Cela faisait neuf jours qu’ils erraient sur la mer Méditerranée. C’est la fin de l’odyssée pour les 630 rescapés de l’Aquarius et des deux bateaux de la marine italienne qui l’accompagnent, après s’être vu refuser d’accoster en Italie, puis à Malte et avoir quelque peu échauffé politiquement la scène européenne cette semaine. L’Aquarius, symbole de cette épopée, a fait à son tour son entrée dans le port de Valence, quelques heures après le Dattilo, bateau de la marine italienne, suivi à la mi-journée de l’Orione.

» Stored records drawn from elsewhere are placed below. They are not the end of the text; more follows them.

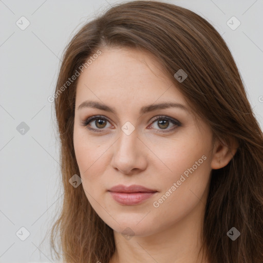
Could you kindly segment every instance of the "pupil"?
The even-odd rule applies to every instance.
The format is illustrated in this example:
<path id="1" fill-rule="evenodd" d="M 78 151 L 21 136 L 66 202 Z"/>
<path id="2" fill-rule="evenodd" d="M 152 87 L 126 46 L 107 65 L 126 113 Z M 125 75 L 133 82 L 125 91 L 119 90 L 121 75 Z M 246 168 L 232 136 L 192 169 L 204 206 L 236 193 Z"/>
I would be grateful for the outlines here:
<path id="1" fill-rule="evenodd" d="M 166 123 L 165 123 L 166 122 Z M 167 128 L 167 127 L 168 127 L 168 121 L 159 121 L 159 124 L 164 124 L 164 125 L 165 125 L 165 124 L 166 124 L 165 126 L 162 126 L 163 127 L 164 127 L 164 128 Z M 168 124 L 168 125 L 167 125 Z"/>
<path id="2" fill-rule="evenodd" d="M 98 127 L 98 128 L 103 128 L 103 127 L 104 127 L 103 126 L 103 122 L 105 122 L 104 120 L 100 120 L 100 119 L 97 120 L 97 121 L 96 122 L 96 124 L 97 123 L 98 123 L 99 124 L 99 125 L 103 125 L 103 127 Z"/>

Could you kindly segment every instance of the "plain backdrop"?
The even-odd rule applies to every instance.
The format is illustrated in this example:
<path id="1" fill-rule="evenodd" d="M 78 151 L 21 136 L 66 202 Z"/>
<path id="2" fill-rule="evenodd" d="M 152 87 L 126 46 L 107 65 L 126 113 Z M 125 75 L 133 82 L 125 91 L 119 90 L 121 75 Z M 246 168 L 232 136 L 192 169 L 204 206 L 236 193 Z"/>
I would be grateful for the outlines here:
<path id="1" fill-rule="evenodd" d="M 222 36 L 263 127 L 263 1 L 166 2 L 195 12 Z M 44 237 L 63 193 L 53 105 L 47 98 L 73 33 L 117 3 L 0 1 L 0 262 L 53 262 Z"/>

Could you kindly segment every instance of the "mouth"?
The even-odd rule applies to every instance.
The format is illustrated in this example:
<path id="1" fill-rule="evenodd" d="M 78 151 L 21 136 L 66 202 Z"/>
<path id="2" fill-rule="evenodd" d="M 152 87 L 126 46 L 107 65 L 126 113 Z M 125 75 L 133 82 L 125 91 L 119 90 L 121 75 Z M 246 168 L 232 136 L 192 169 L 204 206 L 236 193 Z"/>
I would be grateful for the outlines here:
<path id="1" fill-rule="evenodd" d="M 108 192 L 115 201 L 126 205 L 138 204 L 158 192 L 155 190 L 134 184 L 129 186 L 119 184 L 111 188 Z"/>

C’est dans un grand calme, avec beaucoup d’ordre qu’ont pu accoster les deux premiers bateaux, la frégate militaire italienne Dattilo et le navire humanitaire Aquarius puis l’Orione, face à une nuée de journalistes tenus à distance, rapporte notre envoyé spécial à Valence, François Musseau.
Vers 6 heures du matin on a pu voir sortir des groupes de migrants de Dattilo (qui avait à bord 274 rescapés), marchant, titubant et rejoignant les diverses tentes sous lesquelles ils ont pu boire et se nourrir. Se reposer aussi d’une traversée de 1 500 kilomètres, huit jours durant, dans des conditions météo difficiles qui ont provoqué des crises de mal de mer chez de nombreux passagers.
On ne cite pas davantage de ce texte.